Gancia e lo scontro a fuoco nell’Acquese
La morte dell'imprenditore dello spumante, il sequestro e le Brigate rosse
ALESSANDRIA – E’ anche un po’ di Alessandria nella biografia di Vittorio Vallarino Gancia, morto ad Asti, a 90 anni. L’imprenditore – erede della dinastia che, a metà Ottocento, inventò lo spumante italiano, dando origine a un marchio ancora presente in tutti i continenti – il 4 giugno 1975 venne sequestrato da un gruppo armato delle Brigate Rosse e fatto prigioniero a Cascina Spiotta di Arzello, nei pressi di Acqui Terme.
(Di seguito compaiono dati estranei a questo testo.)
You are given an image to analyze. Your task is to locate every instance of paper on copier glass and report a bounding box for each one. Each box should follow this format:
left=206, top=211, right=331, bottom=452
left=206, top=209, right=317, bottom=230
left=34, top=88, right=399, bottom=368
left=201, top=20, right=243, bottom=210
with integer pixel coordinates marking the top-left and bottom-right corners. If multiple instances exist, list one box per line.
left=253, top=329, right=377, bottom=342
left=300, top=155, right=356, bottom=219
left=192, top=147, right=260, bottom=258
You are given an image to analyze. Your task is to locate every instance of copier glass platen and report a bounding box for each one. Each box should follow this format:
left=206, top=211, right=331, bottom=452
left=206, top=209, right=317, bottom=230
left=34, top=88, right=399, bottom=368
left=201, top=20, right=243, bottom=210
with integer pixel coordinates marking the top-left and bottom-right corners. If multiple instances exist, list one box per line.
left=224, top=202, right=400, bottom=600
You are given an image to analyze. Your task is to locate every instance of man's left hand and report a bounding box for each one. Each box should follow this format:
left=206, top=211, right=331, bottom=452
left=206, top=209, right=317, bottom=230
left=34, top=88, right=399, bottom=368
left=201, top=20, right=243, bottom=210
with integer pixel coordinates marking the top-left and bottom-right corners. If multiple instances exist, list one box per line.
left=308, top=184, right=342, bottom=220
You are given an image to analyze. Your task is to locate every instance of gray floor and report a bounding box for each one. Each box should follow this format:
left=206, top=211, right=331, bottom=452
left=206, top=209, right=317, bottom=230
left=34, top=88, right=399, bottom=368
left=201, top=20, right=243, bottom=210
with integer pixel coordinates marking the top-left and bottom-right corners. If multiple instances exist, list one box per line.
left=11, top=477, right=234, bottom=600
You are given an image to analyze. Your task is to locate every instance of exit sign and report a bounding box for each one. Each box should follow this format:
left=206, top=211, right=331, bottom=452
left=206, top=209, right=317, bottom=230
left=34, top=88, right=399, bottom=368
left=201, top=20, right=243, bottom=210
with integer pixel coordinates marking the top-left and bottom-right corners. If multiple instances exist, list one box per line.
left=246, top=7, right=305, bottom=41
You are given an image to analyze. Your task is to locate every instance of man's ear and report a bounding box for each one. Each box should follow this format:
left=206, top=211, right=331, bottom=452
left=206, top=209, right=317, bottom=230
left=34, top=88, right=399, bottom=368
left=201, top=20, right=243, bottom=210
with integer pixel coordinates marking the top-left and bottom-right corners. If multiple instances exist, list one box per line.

L’azione fu orchestrata dal gruppo armato per finanziare, col riscatto, la propria organizzazione terroristica che era in via di espansione. Il sequestro si concluse il 5 giugno quando i rapitori vennero individuati da una pattuglia dei carabinieri che fece irruzione nella cascina dove era tenuto nascosto Gancia.
Scontro a fuoco
Lo scontro a fuoco causò la morte dell’appuntato dei carabinieri Giovanni D’Alfonso e della terrorista Margherita Cagol, detta Mara, capo del nucleo brigatista e moglie di Renato Curcio, oltre al grave ferimento di altri due carabinieri, tra cui il tenente Umberto Rocca che perse un braccio e un occhio; l’ostaggio venne liberato incolume.
Mara Cagol, il 18 febbraio dello stesso anno, aveva contribuito all’evasione, dal carcere di Casale Monferrato, dell’ideologo della Brigate rosse, Renato Curcio, di cui era compagna.